In the Carpenter statement on Wednesday, she included the hashtag #IStandWithRayFisher. This refers to actor Ray Fisher, who played Cyborg in Whedon’s 2017 Justice League.

Last summer, the actor tweeted alleging Whedon had engaged in, "gross, abusive, unprofessional, and completely unacceptable" behavior during the Justice League reshoots.

Fisher has since explained the lack of specific details regarding his accusation, saying, "I am still very much under contract and I am still very much under Non-Disclosure Agreement. So I've got to be very careful about what I say and how I say it, otherwise I can get sued into oblivion."

James Marsters accused Whedon of a disturbing response to Spike's popularity

Introduced as a supporting villain in season two of Buffy, the bleach blonde British vampire “Spike”, played by Marsters, would went on to become one of the show's most popular characters, as well as portraying the character on the show’s spinoff Angel.

In a recent episode of theInside of You with Michael Rosenbaum podcast, however, Marsters discussed Whedon's unsettling reaction to his character's surprise popularity, saying "I remember he backed me up against a wall one day and he was just like, ‘I don’t care how popular you are, kid, you’re dead. You hear me? Dead. Dead!'"

Whedon's representatives have been contacted for comment regarding the allegations posed by both Fisher and Marsters.

Whedon’s ‘sexist’ Wonder Woman script

Whedon’s initial script for Wonder Woman – which he wrote in 2006 and was leaked just before Patty Jenkins’s movie came out in 2017 – faced considerable backlash. One person called it a “viscerally insulting experience” with others calling it lazy, and relying on tired tropes.

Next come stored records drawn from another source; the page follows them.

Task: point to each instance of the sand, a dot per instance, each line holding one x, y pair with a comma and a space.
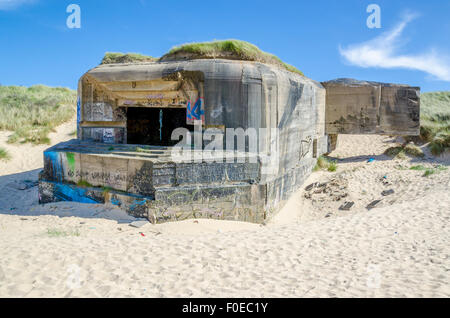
400, 248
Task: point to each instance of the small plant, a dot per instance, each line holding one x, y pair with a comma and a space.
31, 113
435, 120
413, 150
4, 155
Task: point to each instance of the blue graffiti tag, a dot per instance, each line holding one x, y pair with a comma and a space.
196, 112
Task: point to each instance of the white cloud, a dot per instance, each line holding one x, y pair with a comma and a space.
12, 4
382, 52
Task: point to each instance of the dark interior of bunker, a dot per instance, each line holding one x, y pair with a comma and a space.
154, 126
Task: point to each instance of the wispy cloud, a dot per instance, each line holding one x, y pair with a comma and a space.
382, 52
13, 4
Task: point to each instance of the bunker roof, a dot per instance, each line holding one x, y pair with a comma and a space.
226, 49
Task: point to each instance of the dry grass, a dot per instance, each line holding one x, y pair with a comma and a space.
32, 112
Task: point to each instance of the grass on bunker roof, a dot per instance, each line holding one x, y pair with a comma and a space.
227, 49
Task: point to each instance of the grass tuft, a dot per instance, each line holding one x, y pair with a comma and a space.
4, 155
435, 120
226, 49
31, 113
116, 57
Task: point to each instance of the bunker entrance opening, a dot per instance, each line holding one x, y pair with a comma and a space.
154, 126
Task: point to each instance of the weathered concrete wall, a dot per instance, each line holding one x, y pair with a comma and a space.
101, 167
359, 107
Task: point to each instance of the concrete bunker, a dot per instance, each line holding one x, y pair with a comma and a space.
126, 114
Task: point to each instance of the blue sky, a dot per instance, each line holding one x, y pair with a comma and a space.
324, 39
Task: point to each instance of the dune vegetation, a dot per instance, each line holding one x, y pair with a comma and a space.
226, 49
435, 120
32, 112
4, 155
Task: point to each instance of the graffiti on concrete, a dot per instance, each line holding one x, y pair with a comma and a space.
196, 112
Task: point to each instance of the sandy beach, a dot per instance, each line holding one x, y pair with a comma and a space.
399, 248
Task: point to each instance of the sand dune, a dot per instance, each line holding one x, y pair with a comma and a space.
400, 248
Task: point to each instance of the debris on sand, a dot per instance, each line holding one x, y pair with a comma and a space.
373, 204
346, 206
387, 192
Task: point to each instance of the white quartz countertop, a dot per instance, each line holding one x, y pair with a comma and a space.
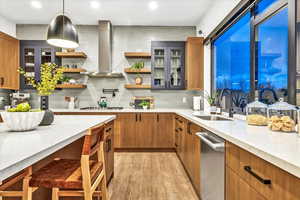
19, 150
125, 110
280, 149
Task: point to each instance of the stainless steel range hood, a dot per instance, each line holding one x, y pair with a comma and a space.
105, 52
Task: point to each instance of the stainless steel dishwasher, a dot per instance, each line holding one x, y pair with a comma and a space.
212, 164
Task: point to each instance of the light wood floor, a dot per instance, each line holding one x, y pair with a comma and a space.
150, 176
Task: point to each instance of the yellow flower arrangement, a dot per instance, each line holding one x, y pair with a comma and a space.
50, 75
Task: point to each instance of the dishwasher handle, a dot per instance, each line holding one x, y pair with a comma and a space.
215, 146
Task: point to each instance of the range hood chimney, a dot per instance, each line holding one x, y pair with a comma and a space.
105, 51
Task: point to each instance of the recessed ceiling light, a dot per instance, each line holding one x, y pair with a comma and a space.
94, 4
153, 5
36, 4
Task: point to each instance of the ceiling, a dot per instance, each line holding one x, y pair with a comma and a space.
120, 12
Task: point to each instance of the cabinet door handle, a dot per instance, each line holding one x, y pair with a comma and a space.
260, 179
1, 81
189, 128
179, 120
107, 146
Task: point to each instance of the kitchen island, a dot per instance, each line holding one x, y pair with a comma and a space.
280, 149
19, 150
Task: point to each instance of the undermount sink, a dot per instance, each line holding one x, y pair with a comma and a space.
213, 118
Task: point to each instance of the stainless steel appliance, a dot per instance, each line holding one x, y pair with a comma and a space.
212, 176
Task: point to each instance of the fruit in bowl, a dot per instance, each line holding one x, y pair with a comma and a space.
22, 118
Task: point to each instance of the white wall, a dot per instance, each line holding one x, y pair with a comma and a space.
209, 21
7, 26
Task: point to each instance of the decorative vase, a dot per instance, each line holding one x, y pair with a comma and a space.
49, 115
138, 80
213, 109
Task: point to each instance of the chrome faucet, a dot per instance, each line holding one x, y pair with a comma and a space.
223, 93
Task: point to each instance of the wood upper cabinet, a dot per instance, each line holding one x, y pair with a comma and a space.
194, 66
164, 137
9, 62
255, 171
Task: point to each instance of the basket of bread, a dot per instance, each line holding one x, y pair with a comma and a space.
282, 117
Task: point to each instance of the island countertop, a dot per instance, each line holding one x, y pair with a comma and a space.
19, 150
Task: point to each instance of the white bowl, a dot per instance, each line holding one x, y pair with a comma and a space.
22, 121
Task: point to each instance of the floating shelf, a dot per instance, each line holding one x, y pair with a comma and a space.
136, 71
133, 86
73, 70
71, 86
137, 55
71, 54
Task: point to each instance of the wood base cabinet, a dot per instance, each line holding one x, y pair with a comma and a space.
145, 130
188, 149
250, 177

“To say she is beautiful is almost to miss the point,” as Whedon originally described Diana – played in the Jenkins version by Gal Gadot. “She is elemental, as natural and wild as the luminous flora surrounding. Her dark hair waterfalls to her shoulders in soft arcs and curls. Her body is curvaceous, but taut as a drawn bow … She is barefoot.”

Other excerpts show other observations like: “Then she moves her back leg and turns, fluidly, a curve rippling up her body as she folds into a dance that is sensual, ethereal, and wickedly sexy.”

Whedon later said of the backlash of the male gaze-y description: “I don’t know which parts people didn’t like but I went and re-read the script after I heard there was a backlash. I think it’s great”.